I've tried to do this with a few reasoners. All unsuccessful.
- Apache Jena wasn't able to do it with 12GB of RAM.
- Stardog wasn't able to do it with 12GB of RAM.
- REQUIEM wasn't able to do it with 12GB of RAM.
In this zip file you'll find tbox.ttl
and abox.ttl
.
This is the query that should return 79 results:
PREFIX wd: <http://www.wikidata.org/entity/>
PREFIX ex: <http://example.com/>
SELECT *
WHERE
{ ex:condition0 a ?type
}
Without reasoning it yields 1 result:
type |
---|
http://www\.wikidata\.org/entity/Q32552 |
But with RDFS reasoning enabled there should be 79 results.
e.g.
PREFIX rdfs: <http://www.w3.org/2000/01/rdf-schema#>
PREFIX ex: <http://example.com/>
PREFIX rdf: <http://www.w3.org/1999/02/22-rdf-syntax-ns#>
PREFIX wd: <http://www.wikidata.org/entity/>
SELECT *
WHERE
{ ex:condition0 rdf:type/(rdfs:subClassOf)* ?type }
Yields:
I have a slighly more powerful machine than @VladimirAlexiev, so I tried it out with GraphDB as well. Nothing special in regards to the setup, just a bit better hardware. I was also doing other memory-intensive operations at the time, so hardly a good benchmark, but perhaps somewhat illustrative of what could be going on in a production server.

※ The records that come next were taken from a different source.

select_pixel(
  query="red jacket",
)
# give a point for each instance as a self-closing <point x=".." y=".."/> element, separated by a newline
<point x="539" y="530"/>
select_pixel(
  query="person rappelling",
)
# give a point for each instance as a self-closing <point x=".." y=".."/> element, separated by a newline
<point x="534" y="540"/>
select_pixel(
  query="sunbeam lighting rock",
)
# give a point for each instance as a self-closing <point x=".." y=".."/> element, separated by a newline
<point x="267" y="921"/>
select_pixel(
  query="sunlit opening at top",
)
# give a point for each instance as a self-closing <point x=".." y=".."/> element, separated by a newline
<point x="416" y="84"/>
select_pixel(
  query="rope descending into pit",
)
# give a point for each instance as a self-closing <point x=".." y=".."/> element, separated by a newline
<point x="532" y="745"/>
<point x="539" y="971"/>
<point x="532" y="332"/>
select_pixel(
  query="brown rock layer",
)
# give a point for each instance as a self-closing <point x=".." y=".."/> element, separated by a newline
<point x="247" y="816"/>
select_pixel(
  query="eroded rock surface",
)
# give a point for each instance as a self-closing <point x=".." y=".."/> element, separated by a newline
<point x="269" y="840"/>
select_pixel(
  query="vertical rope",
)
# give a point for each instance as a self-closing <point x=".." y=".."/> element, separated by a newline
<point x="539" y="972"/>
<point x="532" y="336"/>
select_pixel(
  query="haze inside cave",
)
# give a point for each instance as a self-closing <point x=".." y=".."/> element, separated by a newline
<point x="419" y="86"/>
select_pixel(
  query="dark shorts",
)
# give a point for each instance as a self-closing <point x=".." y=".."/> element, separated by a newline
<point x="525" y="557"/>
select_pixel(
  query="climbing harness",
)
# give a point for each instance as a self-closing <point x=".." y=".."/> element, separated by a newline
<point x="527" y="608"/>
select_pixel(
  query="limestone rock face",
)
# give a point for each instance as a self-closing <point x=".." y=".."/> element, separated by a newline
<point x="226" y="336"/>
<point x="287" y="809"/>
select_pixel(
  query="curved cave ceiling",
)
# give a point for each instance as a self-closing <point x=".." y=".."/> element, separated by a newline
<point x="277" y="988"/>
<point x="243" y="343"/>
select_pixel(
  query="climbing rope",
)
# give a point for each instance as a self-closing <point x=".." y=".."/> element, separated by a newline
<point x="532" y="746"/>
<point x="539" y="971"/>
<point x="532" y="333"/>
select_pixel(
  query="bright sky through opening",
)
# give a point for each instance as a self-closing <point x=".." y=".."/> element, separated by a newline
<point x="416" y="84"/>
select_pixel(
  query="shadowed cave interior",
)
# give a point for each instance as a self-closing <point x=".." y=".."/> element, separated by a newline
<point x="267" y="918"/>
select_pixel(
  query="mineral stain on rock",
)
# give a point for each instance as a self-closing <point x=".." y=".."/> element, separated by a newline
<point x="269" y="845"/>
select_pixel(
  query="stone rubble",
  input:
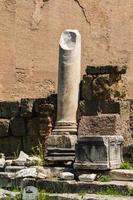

Note that GraphDB is forward chaining, so it does materialization at import time.
The data loaded in 36 minutes. The total statements for that DB are 71,938,374, with a substantial expansion ratio of 23.18. Once that is done, the query executed in a few miliseconds.
The benefit is the query speed, so if you don't have just one node, but a few million of them, this would give a better performance than a backward-chaining DB.
@pchampin, if inferrust can do all of that forward-chaining inference in under a minute, it's really impressive.